Initially we thought this may have been a browser issue, so we tried different browsers and couldn’t access PHP MyAdmin anymore. Another phone call was made to GoDaddy, and they said that they have located the issue, and unlocked it for us. After experiencing the issue with PHP MyAdmin, we manually imported the MySQL databases through SSH (we had to get the new database information from the new wp-config.php file) and started experiencing issues with this method as well. It would halt, and give us errors. Luckily, we knew what the errors were, and managed to resolve the issues here.

Everything was back up on the site and running again. When we went to change the domain name, we received the same “the domain is lock and in use” error message. GoDaddy had created another ticket at this point, and mentioned it could be three days or longer before they get to it. Three days to resolve these issues? This is not feasible for something as important as this.

Some other issues we also encountered was that SFTP/SSH would disconnect on us, and would not allow us to connect to the hosting as well. We also experienced issues surrounding DNS, pages not loading, and pages appearing to be scrambled up.

At this point our client was a little irate with GoDaddy, and had asked us what we would recommend for a solution to replace this. We recommended that we move his site to a virtual private server hosting company, and have Cloudflare setup for the security and the CDN. After providing him the costs, he noticed that this solution pricing was similar to the package GoDaddy was charging for.
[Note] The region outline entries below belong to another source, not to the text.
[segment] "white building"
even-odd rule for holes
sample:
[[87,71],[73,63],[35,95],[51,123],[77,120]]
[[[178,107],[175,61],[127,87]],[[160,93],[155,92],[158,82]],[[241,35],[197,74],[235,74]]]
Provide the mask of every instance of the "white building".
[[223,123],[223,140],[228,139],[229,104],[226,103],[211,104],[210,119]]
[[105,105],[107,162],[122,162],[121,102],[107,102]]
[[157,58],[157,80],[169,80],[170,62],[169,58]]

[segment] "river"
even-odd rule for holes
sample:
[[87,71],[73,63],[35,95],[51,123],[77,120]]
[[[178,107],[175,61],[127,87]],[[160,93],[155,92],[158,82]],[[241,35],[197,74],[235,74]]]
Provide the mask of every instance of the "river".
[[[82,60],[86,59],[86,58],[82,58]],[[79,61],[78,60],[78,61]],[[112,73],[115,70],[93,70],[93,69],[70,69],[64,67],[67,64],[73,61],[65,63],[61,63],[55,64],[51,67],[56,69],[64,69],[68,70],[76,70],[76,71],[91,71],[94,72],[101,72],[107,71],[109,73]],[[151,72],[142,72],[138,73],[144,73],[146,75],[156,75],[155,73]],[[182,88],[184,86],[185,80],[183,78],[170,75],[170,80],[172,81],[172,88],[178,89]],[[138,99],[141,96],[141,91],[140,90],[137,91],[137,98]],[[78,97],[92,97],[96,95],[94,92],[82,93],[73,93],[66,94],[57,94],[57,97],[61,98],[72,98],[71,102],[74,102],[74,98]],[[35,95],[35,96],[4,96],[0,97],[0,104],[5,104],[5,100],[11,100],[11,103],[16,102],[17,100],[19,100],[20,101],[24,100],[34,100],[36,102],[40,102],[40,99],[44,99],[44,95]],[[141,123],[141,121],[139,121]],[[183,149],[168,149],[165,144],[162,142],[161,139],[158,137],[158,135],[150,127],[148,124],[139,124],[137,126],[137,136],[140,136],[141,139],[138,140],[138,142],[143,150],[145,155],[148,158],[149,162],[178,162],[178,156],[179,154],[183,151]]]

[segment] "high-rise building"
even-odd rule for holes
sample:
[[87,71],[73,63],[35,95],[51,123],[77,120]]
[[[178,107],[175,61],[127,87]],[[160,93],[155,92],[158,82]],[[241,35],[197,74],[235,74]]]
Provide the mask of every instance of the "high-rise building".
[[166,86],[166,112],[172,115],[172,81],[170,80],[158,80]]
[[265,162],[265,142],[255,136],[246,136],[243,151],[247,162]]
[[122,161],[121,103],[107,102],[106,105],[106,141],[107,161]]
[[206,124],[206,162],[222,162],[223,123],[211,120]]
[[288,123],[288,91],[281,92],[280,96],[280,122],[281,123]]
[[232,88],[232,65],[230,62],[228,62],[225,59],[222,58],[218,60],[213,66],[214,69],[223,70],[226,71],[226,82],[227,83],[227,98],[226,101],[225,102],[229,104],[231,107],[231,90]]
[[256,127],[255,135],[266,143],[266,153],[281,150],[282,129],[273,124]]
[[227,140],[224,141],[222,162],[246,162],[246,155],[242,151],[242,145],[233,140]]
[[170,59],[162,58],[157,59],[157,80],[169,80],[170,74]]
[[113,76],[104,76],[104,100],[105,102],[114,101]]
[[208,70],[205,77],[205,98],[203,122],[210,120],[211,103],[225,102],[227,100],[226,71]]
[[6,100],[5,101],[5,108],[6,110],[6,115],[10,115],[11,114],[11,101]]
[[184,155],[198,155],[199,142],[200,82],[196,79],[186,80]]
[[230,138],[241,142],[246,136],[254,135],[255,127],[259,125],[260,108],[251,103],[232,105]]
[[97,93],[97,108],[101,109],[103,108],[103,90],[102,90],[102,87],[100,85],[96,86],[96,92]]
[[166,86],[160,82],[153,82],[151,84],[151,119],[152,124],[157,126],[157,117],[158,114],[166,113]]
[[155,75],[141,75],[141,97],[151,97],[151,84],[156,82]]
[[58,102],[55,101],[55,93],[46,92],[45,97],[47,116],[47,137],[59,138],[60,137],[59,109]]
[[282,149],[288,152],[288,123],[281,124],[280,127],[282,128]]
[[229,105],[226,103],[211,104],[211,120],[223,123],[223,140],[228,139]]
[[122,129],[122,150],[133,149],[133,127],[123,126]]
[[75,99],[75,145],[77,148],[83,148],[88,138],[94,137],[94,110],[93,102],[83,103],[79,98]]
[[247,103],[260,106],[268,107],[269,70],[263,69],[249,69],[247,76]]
After investigating the options, we setup a new virtual private server with solid state drives through Vultr, which costs $10 a month (USD). Our client now has the performance and security they were expecting from GoDaddy, along with the flexibility they need for hosting!

While the Managed Wordpress Pro hosting may appear to be an attractive product with a lot of potential, we are recommending that clients stay away from this product for now until the development team resolves these issues and comes back with a final product, which can be used reliably. For webhosting, we highly recommend using a virtual private server as you are not sharing resources with other users, and the prices have come down quite a bit in the recent years.